Everyone’s experience with trauma matters.
That’s what Daniel Oudshoorn, moderator of the next Sarnia Speaks event, wants people who have experienced any type of trauma, to take home.
“Just because someone else has a more shocking story, it doesn’t invalidate your own hurt,” said Oudshoorn, a London native who has spent more than 20 years working with people experiencing trauma including poverty and homelessness.
“You’ll drown in seven feet of water just as easily as you’ll drown in 300 feet of water — either way, you’ll still drown.
“I want people to be able to honestly say, ‘I hurt’ and not feel ashamed or feel like they have to minimize that hurt,” he added. “One person’s experience of trauma needn’t be the definition of what trauma would be for everybody else.”
Having endured his own violent childhood, living on the streets, sexual abuse and other traumatic experiences, Oudshoorn says he’s thrilled to see events like Sarnia Speaks tackling often-taboo issues, head on.
“I am a really big fan of these kinds of grassroots community conversations,” he said. “I think it’s really good when people come together to speak and share and try to find their own roads to being the kind of community they want to be.”
Oudshoorn will discuss what he calls ‘the devastation of boys’ in relation to notions of masculinity, including his own upbringing with a violent father.
“There’s this resurgence of this really aggressive hostile, toxic masculinity that’s going on in our culture right now, which I find deeply concerning,” he said, citing figures like Donald Trump and Jordan Peterson.
“To become a man in our culture requires boys to amputate parts of their heart, elements of their feelings and relationships.
“Growing up, I felt like I had to prove that I was manly; my father would beat me if he saw me crying,” he added. “And I cried a lot, because I was a sensitive child.”
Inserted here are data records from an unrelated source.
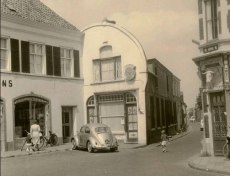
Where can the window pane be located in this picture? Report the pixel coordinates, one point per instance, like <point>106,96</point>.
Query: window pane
<point>38,64</point>
<point>96,67</point>
<point>39,49</point>
<point>3,54</point>
<point>32,69</point>
<point>62,52</point>
<point>68,53</point>
<point>107,70</point>
<point>62,67</point>
<point>68,67</point>
<point>3,43</point>
<point>32,48</point>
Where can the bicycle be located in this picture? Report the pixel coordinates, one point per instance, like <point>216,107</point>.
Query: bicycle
<point>52,140</point>
<point>226,151</point>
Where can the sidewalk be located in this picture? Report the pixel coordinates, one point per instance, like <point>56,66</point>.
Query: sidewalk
<point>219,165</point>
<point>68,146</point>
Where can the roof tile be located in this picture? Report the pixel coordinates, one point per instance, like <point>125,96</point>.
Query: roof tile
<point>34,10</point>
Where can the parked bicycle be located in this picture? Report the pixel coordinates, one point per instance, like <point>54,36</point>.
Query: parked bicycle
<point>43,141</point>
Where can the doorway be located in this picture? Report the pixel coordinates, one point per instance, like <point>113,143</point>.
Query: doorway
<point>67,123</point>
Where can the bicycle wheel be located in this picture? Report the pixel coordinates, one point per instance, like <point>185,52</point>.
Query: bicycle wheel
<point>53,139</point>
<point>225,150</point>
<point>41,142</point>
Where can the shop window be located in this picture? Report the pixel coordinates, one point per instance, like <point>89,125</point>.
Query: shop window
<point>4,54</point>
<point>37,58</point>
<point>66,62</point>
<point>27,109</point>
<point>211,19</point>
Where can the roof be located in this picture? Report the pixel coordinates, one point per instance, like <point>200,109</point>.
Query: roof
<point>36,11</point>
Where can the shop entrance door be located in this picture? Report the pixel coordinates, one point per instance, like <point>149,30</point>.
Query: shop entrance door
<point>219,120</point>
<point>131,123</point>
<point>67,123</point>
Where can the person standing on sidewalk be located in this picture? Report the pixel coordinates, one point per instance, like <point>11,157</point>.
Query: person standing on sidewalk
<point>35,132</point>
<point>164,139</point>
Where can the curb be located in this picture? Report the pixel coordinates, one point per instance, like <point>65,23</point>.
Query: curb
<point>197,167</point>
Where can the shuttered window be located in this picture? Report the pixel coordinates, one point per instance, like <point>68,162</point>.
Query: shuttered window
<point>25,56</point>
<point>76,64</point>
<point>49,60</point>
<point>15,63</point>
<point>201,29</point>
<point>200,6</point>
<point>36,58</point>
<point>57,61</point>
<point>66,62</point>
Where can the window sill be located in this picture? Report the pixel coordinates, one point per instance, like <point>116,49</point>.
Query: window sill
<point>108,82</point>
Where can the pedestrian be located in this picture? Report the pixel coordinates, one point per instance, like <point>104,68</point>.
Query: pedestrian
<point>35,133</point>
<point>164,139</point>
<point>28,143</point>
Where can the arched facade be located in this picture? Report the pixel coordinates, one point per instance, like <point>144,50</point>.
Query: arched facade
<point>114,68</point>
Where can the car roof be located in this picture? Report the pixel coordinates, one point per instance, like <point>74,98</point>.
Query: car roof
<point>95,125</point>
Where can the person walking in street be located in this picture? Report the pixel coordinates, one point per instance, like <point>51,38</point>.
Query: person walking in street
<point>35,133</point>
<point>164,139</point>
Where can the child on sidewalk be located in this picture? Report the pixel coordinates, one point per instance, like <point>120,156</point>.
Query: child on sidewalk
<point>164,140</point>
<point>29,143</point>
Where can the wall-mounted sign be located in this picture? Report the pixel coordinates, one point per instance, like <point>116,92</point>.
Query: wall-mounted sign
<point>210,48</point>
<point>130,72</point>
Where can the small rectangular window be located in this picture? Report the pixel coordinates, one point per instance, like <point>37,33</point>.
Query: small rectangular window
<point>108,69</point>
<point>36,58</point>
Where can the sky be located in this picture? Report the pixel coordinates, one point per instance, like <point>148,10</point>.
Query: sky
<point>165,29</point>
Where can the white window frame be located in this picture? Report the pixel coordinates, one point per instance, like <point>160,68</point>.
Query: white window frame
<point>117,74</point>
<point>43,56</point>
<point>8,54</point>
<point>65,58</point>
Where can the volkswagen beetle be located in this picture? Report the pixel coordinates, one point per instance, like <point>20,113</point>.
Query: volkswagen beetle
<point>94,137</point>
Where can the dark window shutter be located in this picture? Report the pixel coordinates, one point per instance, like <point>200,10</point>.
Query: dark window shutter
<point>201,29</point>
<point>200,6</point>
<point>49,60</point>
<point>25,56</point>
<point>57,61</point>
<point>76,63</point>
<point>15,64</point>
<point>219,22</point>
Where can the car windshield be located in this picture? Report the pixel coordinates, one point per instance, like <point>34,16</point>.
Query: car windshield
<point>102,130</point>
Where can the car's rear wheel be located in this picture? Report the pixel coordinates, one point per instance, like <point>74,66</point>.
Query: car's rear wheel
<point>89,147</point>
<point>113,149</point>
<point>74,146</point>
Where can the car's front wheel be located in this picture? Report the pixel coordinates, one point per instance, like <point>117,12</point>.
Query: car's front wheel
<point>89,147</point>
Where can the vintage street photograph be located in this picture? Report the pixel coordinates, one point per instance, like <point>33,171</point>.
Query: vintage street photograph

Also speaking at the March 28 Sarnia Speaks event are Elleke Belet, a local activist sharing her own experience of sexual assault, and Alawode Oluwasegun, who will speak about the sudden loss of his child.
“I think the stories will resonate with a lot of people, and it’s going to be a big evening,” said Sarnia Speaks founder Danielle Cooper, pointing to a pair of photo exhibits that will be on display by Lambton College students Cassidy Cooper and Kelsey Scheuerman, beginning at 5:30 p.m. in the east room at the Sarnia Library. The themes will focus on ‘mental health’ and ‘comfort’ and will include panelists from past events.
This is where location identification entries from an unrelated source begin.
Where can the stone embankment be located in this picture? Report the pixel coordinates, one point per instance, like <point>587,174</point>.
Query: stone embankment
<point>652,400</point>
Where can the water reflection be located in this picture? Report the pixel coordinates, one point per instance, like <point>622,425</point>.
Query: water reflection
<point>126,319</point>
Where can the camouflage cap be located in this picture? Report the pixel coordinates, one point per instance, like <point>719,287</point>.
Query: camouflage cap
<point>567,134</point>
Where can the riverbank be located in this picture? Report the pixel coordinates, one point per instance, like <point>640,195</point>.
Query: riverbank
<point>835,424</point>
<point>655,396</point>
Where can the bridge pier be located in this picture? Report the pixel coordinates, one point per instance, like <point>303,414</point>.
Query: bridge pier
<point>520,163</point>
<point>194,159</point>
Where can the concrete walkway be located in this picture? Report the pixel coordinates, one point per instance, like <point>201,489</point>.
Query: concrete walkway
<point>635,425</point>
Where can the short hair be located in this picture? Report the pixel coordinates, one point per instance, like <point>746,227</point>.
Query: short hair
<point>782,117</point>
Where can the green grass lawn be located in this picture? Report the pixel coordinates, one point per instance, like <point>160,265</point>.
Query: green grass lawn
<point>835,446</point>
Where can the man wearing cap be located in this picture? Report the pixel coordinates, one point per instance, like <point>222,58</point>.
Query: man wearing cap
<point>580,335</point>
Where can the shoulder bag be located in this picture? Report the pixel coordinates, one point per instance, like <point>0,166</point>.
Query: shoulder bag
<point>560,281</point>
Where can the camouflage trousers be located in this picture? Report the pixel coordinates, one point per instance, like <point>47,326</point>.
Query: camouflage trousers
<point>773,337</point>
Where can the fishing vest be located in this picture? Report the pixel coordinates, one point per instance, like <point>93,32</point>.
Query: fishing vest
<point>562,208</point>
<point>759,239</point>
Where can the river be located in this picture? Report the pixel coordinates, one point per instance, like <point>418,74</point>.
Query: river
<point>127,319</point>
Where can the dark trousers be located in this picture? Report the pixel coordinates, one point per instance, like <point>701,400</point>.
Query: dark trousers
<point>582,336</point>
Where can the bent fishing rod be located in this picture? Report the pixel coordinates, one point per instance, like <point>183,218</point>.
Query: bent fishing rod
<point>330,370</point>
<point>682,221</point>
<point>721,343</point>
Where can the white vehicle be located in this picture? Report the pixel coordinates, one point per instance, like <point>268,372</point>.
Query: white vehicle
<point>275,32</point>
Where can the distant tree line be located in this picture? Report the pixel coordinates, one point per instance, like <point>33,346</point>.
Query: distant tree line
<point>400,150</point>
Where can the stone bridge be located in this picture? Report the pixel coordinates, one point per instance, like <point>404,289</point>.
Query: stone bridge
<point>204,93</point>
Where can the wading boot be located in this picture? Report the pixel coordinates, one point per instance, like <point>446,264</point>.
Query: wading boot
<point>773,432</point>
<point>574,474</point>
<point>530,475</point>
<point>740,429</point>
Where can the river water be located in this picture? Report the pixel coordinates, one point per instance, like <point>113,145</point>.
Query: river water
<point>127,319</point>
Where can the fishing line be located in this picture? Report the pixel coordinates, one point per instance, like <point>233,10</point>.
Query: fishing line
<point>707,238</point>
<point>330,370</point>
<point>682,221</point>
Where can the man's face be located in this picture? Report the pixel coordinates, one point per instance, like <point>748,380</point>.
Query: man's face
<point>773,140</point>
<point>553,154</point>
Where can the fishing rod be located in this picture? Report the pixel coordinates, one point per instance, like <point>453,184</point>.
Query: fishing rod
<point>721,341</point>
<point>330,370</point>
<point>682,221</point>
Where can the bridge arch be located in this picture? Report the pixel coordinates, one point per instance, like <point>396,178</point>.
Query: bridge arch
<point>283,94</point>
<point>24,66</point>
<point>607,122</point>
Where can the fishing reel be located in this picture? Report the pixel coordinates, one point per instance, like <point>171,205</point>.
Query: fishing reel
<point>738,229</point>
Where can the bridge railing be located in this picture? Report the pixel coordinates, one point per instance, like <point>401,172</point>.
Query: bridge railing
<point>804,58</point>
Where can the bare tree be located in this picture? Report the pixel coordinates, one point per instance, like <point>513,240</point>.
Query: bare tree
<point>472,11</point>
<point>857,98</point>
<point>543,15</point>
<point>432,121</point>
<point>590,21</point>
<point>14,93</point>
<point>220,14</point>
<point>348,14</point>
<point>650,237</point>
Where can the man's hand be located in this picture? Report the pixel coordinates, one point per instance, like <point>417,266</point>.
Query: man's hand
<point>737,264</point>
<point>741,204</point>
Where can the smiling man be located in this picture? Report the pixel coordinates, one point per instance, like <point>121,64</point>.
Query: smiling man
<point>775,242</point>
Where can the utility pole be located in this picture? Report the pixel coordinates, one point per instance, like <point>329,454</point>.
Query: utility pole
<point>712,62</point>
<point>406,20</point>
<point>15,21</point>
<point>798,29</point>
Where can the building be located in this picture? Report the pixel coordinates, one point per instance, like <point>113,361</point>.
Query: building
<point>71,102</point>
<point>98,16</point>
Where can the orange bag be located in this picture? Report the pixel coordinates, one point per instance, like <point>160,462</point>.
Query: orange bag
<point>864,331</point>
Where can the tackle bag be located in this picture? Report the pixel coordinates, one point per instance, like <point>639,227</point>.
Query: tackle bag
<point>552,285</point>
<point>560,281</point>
Overall, Oudshoorn wants people to challenge their traditional views of trauma as something that’s strictly negative or harmful.
“The trauma isn’t the event itself, but how that event influences those broader elements of our life,” he said. “For me, that makes me think there’s also such a thing as the trauma of love.
“As much as our woundedness and violence and all these other harmful things can traumatize us and scar us, there’s also this beauty in the world — this love and kindness that can be just as world-shaping and transformative,” he said.
“So, if we can be re-shaped through our experience of hurt, we can also be reshaped through our experience of love.”
IF YOU GO:
WHAT: Sarnia Speaks: Trauma
WHERE: Sarnia Public Library
WHEN: March 28, 6:30 p.m. (Photo exhibits open at 5:30 p.m.)